A rights group condemned the hearings, which are also closed to defence lawyers, as “sham tribunals” and complained that they could consider evidence obtained through coercion.
The 14 suspects were transferred to Guantanamo Bay from overseas CIA prisons in September.
Remember this one? US acknowledges torture at Guantanamo; in Iraq, Afghanistan – UN
… just to pull a few out of the SOTT Archive of literally hundreds of articles about the U.S. torture policy that came in with the Neocons.
Getting back to the trial announcement, we find that our KSM is specifically mentioned as having been transferred from the secret CIA prisons abroad to Guantanamo for this hearing:
They include Khalid Sheik Mohammed, the suspected mastermind of the September 11 attacks…
U.S. officials suspect Khan has had links with alleged September 11 mastermind Mohammed, according to Khan’s Pakistani lawyer.
The hearings take place before a three-member panel of military officers.

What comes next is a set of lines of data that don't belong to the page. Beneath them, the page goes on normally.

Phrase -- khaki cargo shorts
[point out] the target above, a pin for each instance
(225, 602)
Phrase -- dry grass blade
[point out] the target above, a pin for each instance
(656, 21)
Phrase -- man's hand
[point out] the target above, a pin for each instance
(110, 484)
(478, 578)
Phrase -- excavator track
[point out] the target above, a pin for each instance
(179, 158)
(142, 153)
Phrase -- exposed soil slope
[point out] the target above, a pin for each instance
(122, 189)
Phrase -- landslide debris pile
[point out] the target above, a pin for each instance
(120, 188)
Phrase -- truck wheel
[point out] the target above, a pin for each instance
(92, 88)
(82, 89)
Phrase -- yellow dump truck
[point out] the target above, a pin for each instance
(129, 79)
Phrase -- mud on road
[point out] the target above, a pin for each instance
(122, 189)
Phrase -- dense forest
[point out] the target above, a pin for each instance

…who we already know from the military prosecutors quoted above, have been hand-picked to guarantee the verdict.
The Pentagon said it would release a transcript of each hearing together with an unclassified summary of the case against the suspect.
“The transcript of the proceedings will have to be redacted for any matters of national security,” Whitman said.
And we already know from the military prosecutors how these documents will be created… that Colonel Borch told Captain Carr that it was the job of the prosecutors to “worry about building a record for the review panel and academicians who would pore over the record in years to come.”
If we learned anything from the Nuremberg trials, it is that the military who are just “following orders” as well as citizens can and will be held responsible for the crimes of their leaders.
America became a Fascist state the day the torture bill was passed by a subservient congress and signed into law by a Zionist sock-puppet.
Before Bush had even signed his torture bill into law, legal framer and torture apologist, Alberto Gonzales, implicated in the Prosecutor Firings scandal, was already instructing the judiciary:
“Attorney General Alberto Gonzales, who is defending President Bush’s anti-terrorism tactics in multiple court battles, said Friday that federal judges should not substitute their personal views for the president’s judgments in wartime.”
If any of you have any doubt that the U.S. has been gradually herded into Fascism, then keep in mind that when the United States Congress made legal that which, in WWII, the Allied Forces heroically fought to make immoral forever, all doubt ended.
Considering the vast number of crimes this KSM has confessed to, he’s the “Doug and Dave” of Terrorism. It reminds me of an anecdote from Vladimir Bukovsky’s Torture’s Long Shadow:
One nasty morning Comrade Stalin discovered that his favorite pipe was missing. Naturally, he called in his henchman, Lavrenti Beria, and instructed him to find the pipe. A few hours later, Stalin found it in his desk and called off the search. “But, Comrade Stalin,” stammered Beria, “five suspects have already confessed to stealing it.”
Now we know why KSM confessed to over 30 acts of terrorism.